Polly Wales and Castro Smith unveil 16-piece collectible jewelry capsule
Polly Wales and Castro Smith turned cast-not-set gemstones and hand engraving into 16 collectible pieces, including a £22,825 jumbo padlock.
A skull, a serpent, a spiderweb and a sapphire that seems to have landed exactly where it was meant to be: Polly Wales and Castro Smith’s 16-piece capsule made a case for jewelry as private mythology, not just adornment. The collection went live on June 5, after an online preview on June 4 and a two-day Castro Smith pop-up at PWFJHQ in Los Angeles, where the point was clear: the future of personalized jewelry looks less polished in a mass-market sense and more alive with handwork, symbolism and slight irregularity.
The strongest idea running through the collaboration is not simply customization, but authorship. Wales developed her cast-not-set technique while working toward her Masters at the Royal College of Art, placing gemstones into molten gold during casting so each piece emerges as a unique treasure rather than a pre-planned setting. That method gives the metal a sense of contingency and surprise, the opposite of factory symmetry, and it is exactly the kind of detail discerning buyers can borrow for a custom commission if they want a piece that feels found rather than manufactured.
Castro Smith brings a different but equally specific language to the partnership. The London-based hand engraver and goldsmith trained through the Goldsmiths’ Company and RH Wilkins, later studied in Japan under master artisans, and built a reputation for reverse-engraved work that pulls from history, myth, nature, fantasy, sci-fi and biology. In this capsule, that vocabulary appears in motifs of skulls, serpents, butterflies, ants, vipers, flowers, wings, ravens and webs, rendered on signet rings and a jumbo padlock in 18k recycled yellow gold.

Several pieces were editioned at 50, but the collection still read as a study in singularity. The Three Relics Rainbow Jumbo Signet Ring was cast-not-set in 18k recycled yellow gold, engraved by Castro Smith and set with about 1.69 carats of stones. The Webs & Wings Jumbo Padlock, priced at £22,825, underscored the level of labor involved, while rainbow sapphires, green sapphires, red and pink sapphires, white diamonds and cognac diamonds added flashes of color against black rhodium, white rhodium, lilac ceramic and red ceramic finishes.

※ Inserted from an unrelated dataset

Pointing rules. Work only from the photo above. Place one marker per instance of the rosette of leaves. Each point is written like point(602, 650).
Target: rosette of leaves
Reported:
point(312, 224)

For collectors, the capsule suggests where high-end personalized jewelry is heading: toward pieces that carry iconography, texture and process in equal measure. A hand-engraved signet, a cast stone sunk into molten gold, a motif borrowed from folklore or anatomy, even a deliberately imperfect finish, can turn a jewel into a one-off object with emotional weight. That is the real appeal here, and it is why the most compelling bespoke work now feels less like decoration than evidence of the maker’s hand.